R: Apply R/S-Plus functions to remote groups of DBMS rows...
postgresqlDBApply
R Documentation
Apply R/S-Plus functions to remote groups of DBMS rows (experimental)
Description
Applies R/S-Plus functions to groups of remote DBMS rows without
bringing an entire result set all at once. The result set
is expected to be sorted by the grouping field.
Usage
postgresqlDBApply(res, INDEX, FUN = stop("must specify FUN"),
begin = NULL,
group.begin = NULL,
new.record = NULL,
end = NULL,
batchSize = 100, maxBatch = 1e6,
..., simplify = TRUE)
Arguments
res
a result set (see dbSendQuery).
INDEX
a character or integer specifying the field name or
field number that defines the various groups.
FUN
a function to be invoked upon identifying the last
row from every group. This function will be passed
a data frame holding the records of the current group,
a character string with the group label, plus any
other arguments passed to dbApply as "...".
begin
a function of no arguments to be invoked just prior to
retrieve the first row from the result set.
end
a function of no arguments to be invoked just after retrieving
the last row from the result set.
group.begin
a function of one argument (the group label) to be
invoked upon identifying a row from a new group
.
new.record
a function to be invoked as each individual record
is fetched. The first argument to this function is a
one-row data.frame holding the new record.
batchSize
the default number of rows to bring from the remote
result set. If needed, this is automatically extended
to hold groups bigger than batchSize.
maxBatch
the absolute maximum of rows per group that may
be extracted from the result set.
...
any additional arguments to be passed to FUN.
simplify
Not yet implemented
Details
dbApply
This function is meant to handle somewhat gracefully(?) large amounts
of data from the DBMS by bringing into R manageable chunks (about
batchSize records at a time, but not more than maxBatch);
the idea is that the data from individual groups can be handled by R, but
not all the groups at the same time.
The PostgreSQL implementation postgresqlDBApply allows us to register R
functions that get invoked
when certain fetching events occur. These include the “begin” event
(no records have been yet fetched), “begin.group” (the record just
fetched belongs to a new group), “new record” (every fetched record
generates this event), “group.end” (the record just fetched was the
last row of the current group), “end” (the very last record from the
result set). Awk and perl programmers will find this paradigm very
familiar (although SAP's ABAP language is closer to what we're doing).
Value
A list with as many elements as there were groups in the
result set.
Note
This is an experimental version implemented only in R (there are
plans, time permitting, to implement it in S-Plus).

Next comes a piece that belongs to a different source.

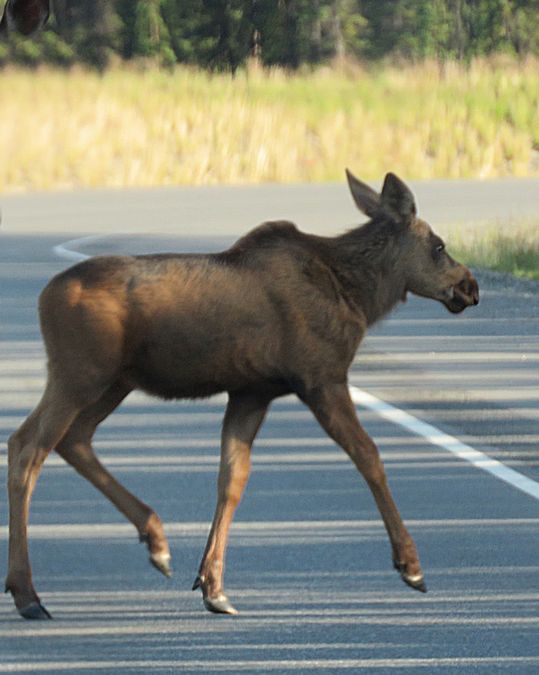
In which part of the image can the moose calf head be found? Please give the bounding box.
[346,169,479,314]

The terminology that we're using is closer to SQL than R. In R
what we're referring to “groups” are the individual levels of
a factor (grouping field in our terminology).
See Also
PostgreSQL, dbSendQuery, fetch.
Examples
## Not run:
drv <- dbDriver(RPostgreSQL)
con <- dbConnect(drv, user ="usrname", password="pword", dname="database")
res <- dbSendQuery(con,
"select Agent, ip_addr, DATA from pseudo_data order by Agent")
out <- dbApply(res, INDEX = "Agent",
FUN = function(x, grp) quantile(x$DATA, names=FALSE))
## End(Not run)